DA ORIGEM DO PRECARIADO A SEUS NOVOS DESAFIOS

05/08/2021

TEMPO DE LEITURA: 20 MIN.

FLORIANÓPOLIS - É ao final do século XX que a economia brasileira passa por uma grande reestruturação; reestruturação essa que é pautada, sobretudo, pela influência regional-econômica estadunidense, encontrando na adoção dos sistemas produtivos taylorista e fordista sua principal base. Somado a isso, além das mudanças internas de âmbito financeiro ocorridas com a importação das práticas aliadas ao liberalismo econômico, encaminha-se também a integração da economia brasileira aos maiores centros capitalistas mundiais. Essa aproximação, porém, conta com uma série de características prejudiciais à economia do país. A principal delas é exposta por Braga (2012, p. 229) ao afirmar que:

[...] a tardia integração da estrutura social brasileira à mundialização do capital e ao neoliberalismo serviu para consolidar a dominância daqueles capitais internacionais liberados pela secular tendência à queda da taxa de lucros sobre setores não produtivos da economia nacional, tais como, o setor bancário e as telecomunicações.
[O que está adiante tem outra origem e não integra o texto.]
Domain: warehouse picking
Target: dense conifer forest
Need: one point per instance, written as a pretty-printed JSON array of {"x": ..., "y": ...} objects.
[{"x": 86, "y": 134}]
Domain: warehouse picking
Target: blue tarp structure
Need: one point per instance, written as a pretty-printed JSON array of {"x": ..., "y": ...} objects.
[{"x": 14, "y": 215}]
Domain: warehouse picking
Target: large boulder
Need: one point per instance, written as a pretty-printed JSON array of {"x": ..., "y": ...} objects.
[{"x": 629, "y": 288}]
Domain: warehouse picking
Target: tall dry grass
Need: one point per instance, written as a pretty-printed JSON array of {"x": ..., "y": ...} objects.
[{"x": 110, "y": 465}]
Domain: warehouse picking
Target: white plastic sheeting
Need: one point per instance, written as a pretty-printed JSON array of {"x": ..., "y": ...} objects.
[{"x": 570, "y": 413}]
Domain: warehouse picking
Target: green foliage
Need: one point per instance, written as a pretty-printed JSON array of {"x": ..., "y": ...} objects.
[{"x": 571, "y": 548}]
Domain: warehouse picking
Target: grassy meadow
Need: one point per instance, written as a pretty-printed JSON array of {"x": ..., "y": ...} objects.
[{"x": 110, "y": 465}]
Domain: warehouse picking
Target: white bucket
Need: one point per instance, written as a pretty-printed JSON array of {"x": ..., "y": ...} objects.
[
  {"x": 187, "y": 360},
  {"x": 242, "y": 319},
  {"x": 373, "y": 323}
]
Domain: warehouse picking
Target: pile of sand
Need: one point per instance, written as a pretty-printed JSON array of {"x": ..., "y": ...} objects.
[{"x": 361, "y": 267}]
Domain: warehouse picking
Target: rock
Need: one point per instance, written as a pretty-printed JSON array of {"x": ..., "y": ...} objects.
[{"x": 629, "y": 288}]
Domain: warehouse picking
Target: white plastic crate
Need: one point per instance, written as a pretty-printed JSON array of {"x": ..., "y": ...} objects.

Ou seja, é através dessa integração econômica defendida, sobretudo, pelas potências imperialistas, que ocorre o desequilíbrio na balança de poderes. Na relação entre os grandes centros capitalistas e países dependentes, os primeiros contam sempre com mecanismos mais desenvolvidos para a manutenção dos laços de exploração. Atuam em favor disso: a discrepância tecnológica e/ou técnica entre os países, apropriação e dominação dos mercados consumidores, repressão dos movimentos revolucionários, etc. Nesse sentido, a expansão capitalista dos segundos é subordinada aos interesses - e até a permissão - dos primeiros (MARINI, 2013).

No ciclo de exploração, que deriva desse fenômeno, é possível inferir que um dos eventos responsáveis por romper com a manutenção do domínio da burguesia sobre a força trabalhadora, a diminuição das desigualdades, representa para as classes aliadas aos desejos imperialistas um grande risco à manutenção de seu domínio. Sendo assim, na origem da supressão de políticas capazes de reverter - ou pelo menos auxiliar - o proletariado, ocorre a formação de uma nova modalidade de exploração: o precariado (BRAGA, 2012).

O precariado

As consequências negativas provenientes da invasão do capital estrangeiro sobre o território nacional, fenômeno que foi intensificado no período da ditadura militar, recaem em grande medida sobre o trabalhador - principalmente o rural. Por isso, durante sua recapitulação, Braga (2012) demonstra que em busca de melhores condições econômicas e sociais, o trabalhador do campo parte rumo ao ambiente metropolitano para integrar-se ao ambiente fabril. Sendo assim, a origem desse proletariado precarizado - outra nomenclatura utilizada para referir-se ao 'precariado' - ocorre na incapacidade do novo setor industrial em absorver a maioria do contingente de indivíduos provenientes do campo que tentam integrarem-se ao ambiente fabril que predominava em algumas regiões do país, como São Paulo.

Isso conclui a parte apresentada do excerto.